La traversée prit presque une heure. Au bout de quelques minutes, les conversations reprirent, la plupart des passagers restant avec leur petit groupe. La caisse de rafraîchissements circula de nouveau. John Hackworth commença à réaliser, à quelques détails subtils, que l’un des jeunes Nippons était bien plus imbibé qu’il ne le laissait paraître et qu’il avait dû sans doute passer quelques heures dans un pub des quais avant de monter à bord. Il se servait chaque fois que la caisse de boissons passait devant lui et, au bout peut-être d’une demi-heure de trajet, il se leva tant bien que mal, se pencha par-dessus le bastingage et vomit. John se retourna vers sa fille avec un sourire narquois. Le bateau prit par le travers une vague invisible et roula dans le creux. Hackworth agrippa la main-courante, puis le bras de sa fille.

Fiona poussa un cri. Elle regardait les jeunes Nippons par-dessus l’épaule de son père. John se retourna et découvrit qu’ils n’étaient plus que deux : le malade avait disparu, et les deux autres s’étaient jetés à plat ventre sur le plat-bord, les bras tendus, leurs doigts scintillant comme des rayons blancs dans l’eau noire. John sentit le bras de Fiona se dégager, et il se tourna juste à temps pour la voir sauter dans l’eau.

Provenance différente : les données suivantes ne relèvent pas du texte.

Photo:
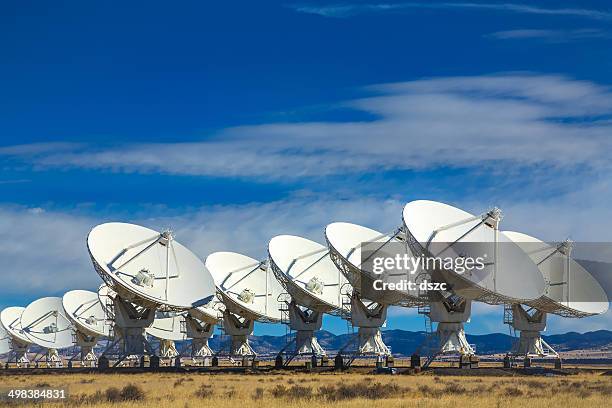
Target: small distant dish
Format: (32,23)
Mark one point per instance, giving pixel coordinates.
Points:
(571,291)
(305,270)
(149,268)
(11,321)
(345,242)
(5,341)
(45,324)
(85,310)
(168,327)
(246,286)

Tout était terminé avant qu’il ait eu vraiment l’occasion d’avoir peur. L’équipage réagit avec une promptitude et une efficacité qui amenèrent Hackworth à soupçonner que le Nippon était en fait un acteur et tout cet incident un coup monté de la production. L’Antillais jura et leur cria de tenir bon, d’une voix claire et puissante comme un violoncelle Stradivarius, une voix de scène. Il renversa la glacière, vidant sur le pont toute la bière et le vin, puis en verrouilla le couvercle avant de la balancer par-dessus le tableau arrière, en guise de bouée de sauvetage. Dans le même temps, le pilote avait viré de bord pour tourner en rond. Plusieurs passagers, dont Hackworth, avaient allumé des microtorches et braqué leur faisceau sur Fiona, dont les jupes s’étaient gonflées quand elle avait sauté les pieds devant, et l’entouraient maintenant comme un radeau de fleurs. D’une main, elle tenait le jeune Nippon par le col, et de l’autre, la poignée de la glacière. Elle n’avait ni la force ni la flottabilité pour maintenir le jeune homme hors de l’eau, aussi l’un et l’autre étaient-ils régulièrement submergés par les vagues roulant dans l’estuaire.

L’homme aux nattes rasta hissa en premier Fiona et la confia à son père. Les microtissus constituant ses vêtements – ces innombrables mites reliées au coude à coude en un réseau bidimensionnel – s’attelèrent aussitôt à la tâche d’évacuer l’eau piégée dans les interstices de l’étoffe. Fiona se retrouva drapée dans un voile sinueux de brume qui flamboyait en interceptant la lumière des torches. Ses épais cheveux roux étaient libérés du confinement de son chapeau arraché par les vagues, et ils retombaient autour d’elle comme une cape de feu.

Elle fixait avec un air de défi son père, dont les sécrétions d’adrénaline avaient visiblement fini par se jeter dans la mêlée endocrine : au spectacle de sa fille en pareille posture, il avait l’impression qu’on faisait remonter inexorablement un bloc de glace de cinquante kilos le long de sa colonne vertébrale. Quand la sensation atteignit son bulbe rachidien, il tituba et dut presque s’asseoir. Elle s’était comme jetée à travers une barrière invisible et inconnue pour devenir une créature surnaturelle, naïade surgie des flots, toute drapée de vapeur et de feu. Dans quelque recoin de son esprit rationnel qui n’avait désormais plus voix au chapitre, Hackworth se demanda si Dramatis Personæ (car tel était le nom de la troupe qui montait ce spectacle) avait introduit des nanosites dans son système nerveux et, si oui, quels étaient au juste leurs effets sur son mental.